Monthly Archives: December 2014

The “Hi” Guy

I have been online dating for a while, and I honestly don’t understand guys who just right “hi.”  Not, “hi, how are you.” Or “How is your weekend going” or even “I hope you are having a nice day.”

None of my male friends will admit to doing this, and I would honestly love to ask these men why they do that.  Do they just message every profile they see “hi” and hope that of the hundreds of women they message one or two will message them back? And on the off chance that someone DOES message them back, does the conversation continue and is it a quality conversation?

Are these guys even selective of who they say “hi” to?  Do they read profiles?  Do they even look at pictures, or its it just like shooting a machine gun at a flock of ducks and hoping you hit one?

I am also curious about IF women ever message them back and what happens after that.  Maybe one of these days I’ll say “hi” back and see what happens.  If that is the case, I will take notes and report back.

Most of the men who say “hi” have the type of profiles you would expect–no effort in their profiles, poorly written, uneducated and socially awkward.  However, once in a blue moon, I will get a “hi” message and be pleasantly surprised.  Like a guy who is good looking, well educated, with a sufficient and grammatically correct profile.  For these people I am so tempted to write back “you seem like such a normal, smart guy! Why are you just messaging women and saying ‘hi’?! Put a little more effort into it!”

The “School Shooting” Guy

My friend gave me the number for her friend who she thought would be a good match with me.  This happened right around the time of a tragic school shooting.  This guy and I  had been exchanging text message for a bit–just small talk.  And the day after the incident he said “hey, did you hear about the shooting.”  Obviously I had because it was all over the news, so I told him yes, and that it seems really tragic.

He is an alum of that university and I understand that must have been shocking and difficult for him, but he brought up the school shooting EVERYDAY via text message before we actually met.  This went on for about a week.  He didn’t know anyone who was involved in the incident, nor does he have any friends who still live in the town.

As tragic as the school shooting was–him talking about it, honestly made me feel SO uncomfortable.  I didn’t know what to say, and I honestly just didn’t know how to console someone I’d never met before.  He would say things like

“yeah…you just never think something like this is going to happen.”

“I used to live right around there.”

“I used to go to that bar, I used to hang out there.”

“I actually lived in that area till just a few years ago, and I would go back to visit, I just can’t believe it.”

“I spent four years of my life there and it was such a happy place, I just never thought someone would even be capable of doing that”

“It’s so shocking and sad, I can’t believe it.”

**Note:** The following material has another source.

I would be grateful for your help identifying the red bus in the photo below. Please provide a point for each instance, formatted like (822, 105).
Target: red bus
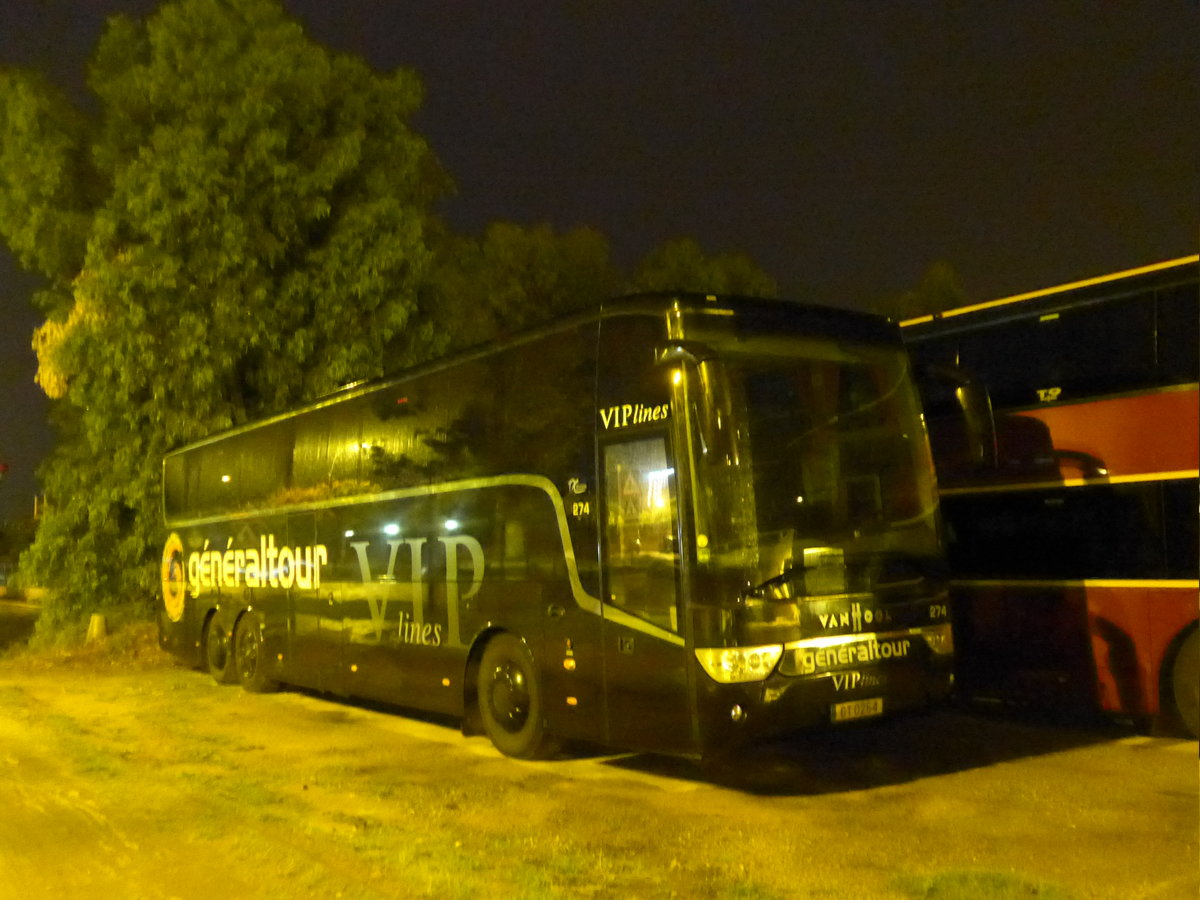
(1073, 537)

I still met up with him and wanted to keep an open mind about him.  Obviously, he brought up the school shooting on our date, which I tried to be prepared for.  Even keeping an open mind, I didn’t have the desire to see him again.

 

The “Sleepover” Guy

My friend was dating this guy and she was having her first “sleep over” with him.  I’m not exactly sure how it came about, but I imagine she suggested they watch a movie and since he lived far, he could spend the night.

She said when he answered the door, he literally had a toothbrush and a t-shirt in his hand–nothing else.  No wallet, no cell phone–then again, why would he need it if they were just staying in, right?  Not even a plastic bag with stuff in it. There he was, standing on her doorstep with a toothbrush and a t-shirt.

I don’t really know how their relationship was or what exactly ended up happening that night.  But him showing up like that was so presumptuous and seriously lacked class.

Guys–even if you know it’s a sure try to act coy, be classy and show up respectfully. Keep your gym bag with stuff in it in the car or something.

The “Drinking and Driving” Guy

This is definitely, definitely a red flag, and actually probably more sad than funny.  But in light up the upcoming holidays, I thought it would be a fitting post.

My boyfriend called me one night and I could tell he was really drunk so I made him promise he wouldn’t drive until he sobered up.  I told him to get some water, and sleep in his car if he had to, and then call me when he got home.  He promised.  And then he called me 15 minutes later–I asked if he was feeling better and if he was sobering up and he said “No, I just got home.”  Perplexed–I questioned if he drove, and he said he did.  His house is 15 minutes away from where he was–meaning he drove right after he hung up with me.  I was just so relieved that he was home, and safe that I said good night and decided to continue the conversation the next day.

Another time, he told me he was going out, so we had the SAME TALK about him not drinking and driving and he said he wouldn’t.  The next day, he complained about being super hung over.  When I asked him if he drove, he said he did but he was fine.  I told him that if he was hungover, that means he was NOT fine when he drove home the night before.  You can’t be sober, drive home AND be hung over.

This was a point of tension in our relationship and honestly partially what lead to our inevitable demise.  This was YEARS ago and one thing that sticks out to me to this day is once when we were getting into an argument about it he actually said “I don’t know why you get so upset about me drinking and driving–the only person I’m hurting when I do it is me.”  I still can’t believe the stupidity and selfishness of that statement.